Fortinet, founded over 20 years ago, has become a driving force in the evolution of cybersecurity and the convergence of networking and security. Our mission is to secure people, devices, and data everywhere.
What You Will Do:
- Reliability & Performance Optimization
- Ensure high availability of services by implementing best practices in monitoring, alerting, and incident management.
- Conduct capacity planning, performance tuning, and load testing to optimize system efficiency.
- Implement self-healing mechanisms to minimize downtime and improve fault tolerance.
- 2. Infrastructure & Automation
- Design, implement, and maintain scalable Kubernetes clusters across multiple environments.
- Automate infrastructure provisioning using Terraform, Helm, or Ansible.
- Manage CI/CD pipelines to streamline deployments and reduce manual interventions.
- 3. Monitoring & Incident Response
- Develop and maintain observability solutions using Prometheus, Grafana, ELK, or OpenTelemetry.

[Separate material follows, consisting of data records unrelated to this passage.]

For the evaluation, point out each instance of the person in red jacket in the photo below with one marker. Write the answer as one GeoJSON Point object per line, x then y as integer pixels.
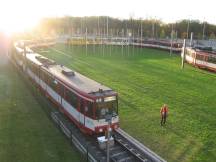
{"type": "Point", "coordinates": [164, 113]}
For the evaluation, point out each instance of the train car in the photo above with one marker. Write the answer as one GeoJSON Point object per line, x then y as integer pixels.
{"type": "Point", "coordinates": [84, 101]}
{"type": "Point", "coordinates": [201, 59]}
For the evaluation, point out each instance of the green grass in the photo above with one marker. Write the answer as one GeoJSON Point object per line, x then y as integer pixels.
{"type": "Point", "coordinates": [26, 133]}
{"type": "Point", "coordinates": [145, 79]}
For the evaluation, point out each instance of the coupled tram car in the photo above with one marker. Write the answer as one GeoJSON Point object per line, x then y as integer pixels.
{"type": "Point", "coordinates": [84, 101]}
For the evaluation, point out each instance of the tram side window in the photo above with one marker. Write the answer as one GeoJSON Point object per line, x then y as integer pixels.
{"type": "Point", "coordinates": [60, 89]}
{"type": "Point", "coordinates": [89, 109]}
{"type": "Point", "coordinates": [71, 98]}
{"type": "Point", "coordinates": [82, 106]}
{"type": "Point", "coordinates": [200, 57]}
{"type": "Point", "coordinates": [52, 83]}
{"type": "Point", "coordinates": [44, 76]}
{"type": "Point", "coordinates": [212, 59]}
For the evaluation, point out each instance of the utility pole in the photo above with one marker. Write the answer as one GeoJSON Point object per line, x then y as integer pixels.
{"type": "Point", "coordinates": [188, 28]}
{"type": "Point", "coordinates": [108, 119]}
{"type": "Point", "coordinates": [191, 40]}
{"type": "Point", "coordinates": [204, 29]}
{"type": "Point", "coordinates": [171, 40]}
{"type": "Point", "coordinates": [86, 42]}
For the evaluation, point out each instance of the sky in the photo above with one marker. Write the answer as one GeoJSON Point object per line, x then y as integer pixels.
{"type": "Point", "coordinates": [25, 14]}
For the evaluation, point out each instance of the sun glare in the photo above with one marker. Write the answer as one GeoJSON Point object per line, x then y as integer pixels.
{"type": "Point", "coordinates": [13, 26]}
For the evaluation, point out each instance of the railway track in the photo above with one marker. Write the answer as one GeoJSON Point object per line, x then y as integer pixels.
{"type": "Point", "coordinates": [125, 149]}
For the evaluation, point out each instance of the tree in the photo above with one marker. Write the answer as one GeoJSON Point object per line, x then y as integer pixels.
{"type": "Point", "coordinates": [162, 34]}
{"type": "Point", "coordinates": [212, 36]}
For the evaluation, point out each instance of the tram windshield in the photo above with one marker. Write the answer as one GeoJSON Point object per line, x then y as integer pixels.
{"type": "Point", "coordinates": [104, 108]}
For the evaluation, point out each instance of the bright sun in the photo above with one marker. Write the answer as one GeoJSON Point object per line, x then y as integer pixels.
{"type": "Point", "coordinates": [12, 26]}
{"type": "Point", "coordinates": [17, 17]}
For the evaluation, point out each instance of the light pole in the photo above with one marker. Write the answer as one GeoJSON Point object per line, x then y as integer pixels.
{"type": "Point", "coordinates": [171, 44]}
{"type": "Point", "coordinates": [108, 119]}
{"type": "Point", "coordinates": [188, 26]}
{"type": "Point", "coordinates": [204, 29]}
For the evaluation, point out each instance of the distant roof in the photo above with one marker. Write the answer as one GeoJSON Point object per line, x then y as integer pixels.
{"type": "Point", "coordinates": [70, 77]}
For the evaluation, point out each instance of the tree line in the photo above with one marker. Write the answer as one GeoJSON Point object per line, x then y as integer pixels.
{"type": "Point", "coordinates": [108, 26]}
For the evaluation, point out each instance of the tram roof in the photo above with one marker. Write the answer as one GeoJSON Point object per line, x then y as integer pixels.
{"type": "Point", "coordinates": [70, 77]}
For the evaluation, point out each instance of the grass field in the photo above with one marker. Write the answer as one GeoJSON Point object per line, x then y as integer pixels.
{"type": "Point", "coordinates": [145, 79]}
{"type": "Point", "coordinates": [26, 133]}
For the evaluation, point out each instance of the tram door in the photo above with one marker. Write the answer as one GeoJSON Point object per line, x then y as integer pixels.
{"type": "Point", "coordinates": [82, 111]}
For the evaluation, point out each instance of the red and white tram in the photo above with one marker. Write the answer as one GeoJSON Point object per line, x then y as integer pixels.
{"type": "Point", "coordinates": [84, 101]}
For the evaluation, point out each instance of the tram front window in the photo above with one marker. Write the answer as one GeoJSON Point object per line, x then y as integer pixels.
{"type": "Point", "coordinates": [104, 108]}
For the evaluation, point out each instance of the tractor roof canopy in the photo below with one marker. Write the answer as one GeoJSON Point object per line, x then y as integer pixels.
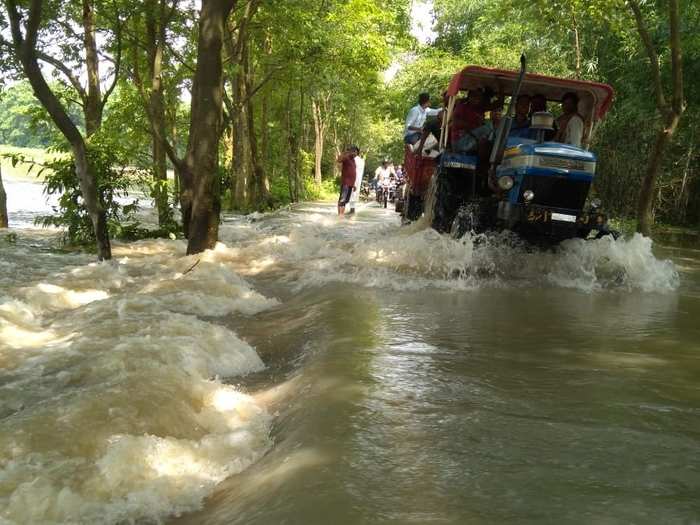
{"type": "Point", "coordinates": [595, 98]}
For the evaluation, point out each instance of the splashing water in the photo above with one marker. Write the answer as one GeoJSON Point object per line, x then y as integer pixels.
{"type": "Point", "coordinates": [111, 397]}
{"type": "Point", "coordinates": [110, 404]}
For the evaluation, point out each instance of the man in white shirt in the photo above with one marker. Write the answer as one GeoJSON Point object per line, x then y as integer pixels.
{"type": "Point", "coordinates": [360, 171]}
{"type": "Point", "coordinates": [383, 172]}
{"type": "Point", "coordinates": [570, 123]}
{"type": "Point", "coordinates": [416, 118]}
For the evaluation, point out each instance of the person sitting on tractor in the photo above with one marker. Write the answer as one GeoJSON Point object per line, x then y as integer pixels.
{"type": "Point", "coordinates": [520, 127]}
{"type": "Point", "coordinates": [416, 118]}
{"type": "Point", "coordinates": [469, 129]}
{"type": "Point", "coordinates": [570, 123]}
{"type": "Point", "coordinates": [432, 126]}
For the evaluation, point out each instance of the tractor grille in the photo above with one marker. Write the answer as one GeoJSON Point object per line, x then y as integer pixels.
{"type": "Point", "coordinates": [556, 192]}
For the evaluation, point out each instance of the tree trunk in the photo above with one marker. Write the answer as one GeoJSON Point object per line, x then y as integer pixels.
{"type": "Point", "coordinates": [319, 138]}
{"type": "Point", "coordinates": [205, 127]}
{"type": "Point", "coordinates": [240, 163]}
{"type": "Point", "coordinates": [4, 222]}
{"type": "Point", "coordinates": [258, 185]}
{"type": "Point", "coordinates": [25, 49]}
{"type": "Point", "coordinates": [92, 106]}
{"type": "Point", "coordinates": [670, 113]}
{"type": "Point", "coordinates": [155, 42]}
{"type": "Point", "coordinates": [292, 154]}
{"type": "Point", "coordinates": [647, 192]}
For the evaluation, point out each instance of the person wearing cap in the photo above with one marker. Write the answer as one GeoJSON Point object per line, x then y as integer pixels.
{"type": "Point", "coordinates": [570, 123]}
{"type": "Point", "coordinates": [359, 173]}
{"type": "Point", "coordinates": [416, 118]}
{"type": "Point", "coordinates": [347, 177]}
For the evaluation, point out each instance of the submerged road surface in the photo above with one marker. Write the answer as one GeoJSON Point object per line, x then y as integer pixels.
{"type": "Point", "coordinates": [311, 370]}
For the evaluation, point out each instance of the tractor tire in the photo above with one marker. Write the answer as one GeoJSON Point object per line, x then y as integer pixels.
{"type": "Point", "coordinates": [448, 199]}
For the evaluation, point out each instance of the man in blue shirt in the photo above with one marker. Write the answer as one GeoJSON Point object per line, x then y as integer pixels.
{"type": "Point", "coordinates": [416, 118]}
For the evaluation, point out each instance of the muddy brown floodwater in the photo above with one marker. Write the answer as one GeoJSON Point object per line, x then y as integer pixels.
{"type": "Point", "coordinates": [315, 371]}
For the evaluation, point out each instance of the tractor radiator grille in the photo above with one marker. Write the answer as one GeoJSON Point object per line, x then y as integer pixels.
{"type": "Point", "coordinates": [556, 192]}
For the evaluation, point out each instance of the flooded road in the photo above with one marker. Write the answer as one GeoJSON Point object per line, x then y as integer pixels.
{"type": "Point", "coordinates": [311, 370]}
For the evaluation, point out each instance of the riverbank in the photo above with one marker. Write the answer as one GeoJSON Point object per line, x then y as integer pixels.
{"type": "Point", "coordinates": [311, 366]}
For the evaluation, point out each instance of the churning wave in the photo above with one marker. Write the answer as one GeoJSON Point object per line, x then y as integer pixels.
{"type": "Point", "coordinates": [110, 398]}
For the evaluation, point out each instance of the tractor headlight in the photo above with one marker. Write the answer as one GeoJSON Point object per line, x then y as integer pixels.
{"type": "Point", "coordinates": [505, 182]}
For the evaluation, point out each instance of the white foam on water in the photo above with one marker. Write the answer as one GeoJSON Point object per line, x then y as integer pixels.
{"type": "Point", "coordinates": [315, 250]}
{"type": "Point", "coordinates": [112, 406]}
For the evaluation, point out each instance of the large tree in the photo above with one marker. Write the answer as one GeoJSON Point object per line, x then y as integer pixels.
{"type": "Point", "coordinates": [26, 24]}
{"type": "Point", "coordinates": [670, 105]}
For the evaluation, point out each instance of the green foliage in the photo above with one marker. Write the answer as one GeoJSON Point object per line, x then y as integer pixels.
{"type": "Point", "coordinates": [113, 187]}
{"type": "Point", "coordinates": [24, 122]}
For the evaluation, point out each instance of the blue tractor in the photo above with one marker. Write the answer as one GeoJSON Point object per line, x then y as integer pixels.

- Set up automated alerting and on-call rotations to ensure proactive issue resolution.
- Perform root cause analysis (RCA) and post-mortems to drive continuous improvements.
- 4. Security & Compliance
- Enforce security best practices, including IAM policies, network security, and container security.
- Ensure compliance with industry standards (SOC 2, ISO 27001, etc.) through automated security checks.
- Collaboration & Documentation
- Work closely with development, security, and operations teams to align reliability goals with business needs.
- Maintain clear and up-to-date runbooks, incident reports, and system documentation.
We Are Looking for:
- 3+ years of experience in SRE, DevOps, or Cloud Infrastructure roles.
- Strong knowledge of Kubernetes, Docker, and container orchestration.
- Proficiency in cloud platforms (AWS, GCP, or Azure) and infrastructure as code tools like Terraform.
- Experience with observability tools (Prometheus, Grafana, Datadog, New Relic, etc.).
- Expertise in CI/CD pipelines (Jenkins, GitHub Actions, ArgoCD, Flux, etc.).
- Proficiency in scripting & automation (Python, Go, Bash).
- Understanding of networking, load balancing, DNS, and security best practices.
- Excellent troubleshooting skills with a focus on incident resolution and post-mortem analysis.
Preferred Qualifications
- Experience with multi-cluster Kubernetes management and service mesh (Istio, Linkerd).
- Familiarity with GitOps workflows and policy-driven infrastructure.
- Knowledge of machine learning-driven anomaly detection for proactive monitoring.
Working Conditions:
This position requires working from the office full-time; remote work is not available.